"Black is King est la célébration de la beauté, des traditions et de l’excellence noire, indique Disney +, qui diffuse le film musical de Beyoncé depuis ce vendredi 31 juillet. Le film réinvente les enseignements du Roi Lion pour les jeunes rois et reines d’aujourd’hui à la recherche de leurs propres couronnes." C’est-à-dire les Afro-Américains à la recherche de leurs propres racines africaines.

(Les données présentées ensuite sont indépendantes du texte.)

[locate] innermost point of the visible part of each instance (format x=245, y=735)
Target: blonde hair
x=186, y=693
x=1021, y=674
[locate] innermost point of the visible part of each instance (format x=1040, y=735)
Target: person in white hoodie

Imaginé comme un album visuel qui accompagne The Lion King : The gift (son dernier album sorti en 2019 et inspiré du film Le Roi Lion tourné en prises de vues réelles et dans lequel elle prêtait sa voix à Nala), Black is King est encensé pour son esthétique léchée et à couper le souffle. Tout comme son casting 5 étoiles avec son mari Jay-Z, sa fille Blue Ivy Carter, Pharell Williams, Lupita Nyong’o ou encore Naomi Campbell et son ex-acolyte des Destiny’s Child Kelly Rowland. Mais il est aussi critiqué pour sa vision distanciée de l’Afrique. En effet, si le long-métrage écrit et réalisé par la chanteuse raconte un joli conte initiatique - sur l’émancipation et la résilience noire - d’un jeune garçon black nommé Simba (on y entend même parfois les répliques cultes du Roi Lion en fond sonore, même le célèbre Hakuna Matata), les internautes parlent de "wakandafication".

Un film à l’accent belge

Un terme qui fait directement référence à Wakanda, un royaume imaginaire situé en Afrique où se déroule l’intrigue du film mais aussi et surtout la fameuse bande dessinée Black Panther. Certains fans de l’interprète de "Black Parade" (sa récente chanson pour célébrer l’anniversaire de la fin de l’esclavagisme) l’accusent de s’y livrer à une vision déformée de l’Afrique. Sans oublier les amalgames faciles ("Laissez le noir être synonyme de gloire") qui résonnent encore plus en cette période de mouvement Black Lives Matter suite à la mort de George Floyd. "Quelqu’un peut-il dire à Beyoncé que l’Afrique n’a pas qu’une culture et que nous sommes des gens normaux ?", a notamment tweeté le Nigérian Kaye Vuitton. "Il y a des choses plus urgentes à faire que de se fâcher contre une femme afro-américaine qui utilise ses moyens pour interroger, explorer et interpréter artistiquement une façon de combler les manques de son identité", a ensuite écrit Timeka Smith, activiste pour l’égalité raciale, dans The Independent.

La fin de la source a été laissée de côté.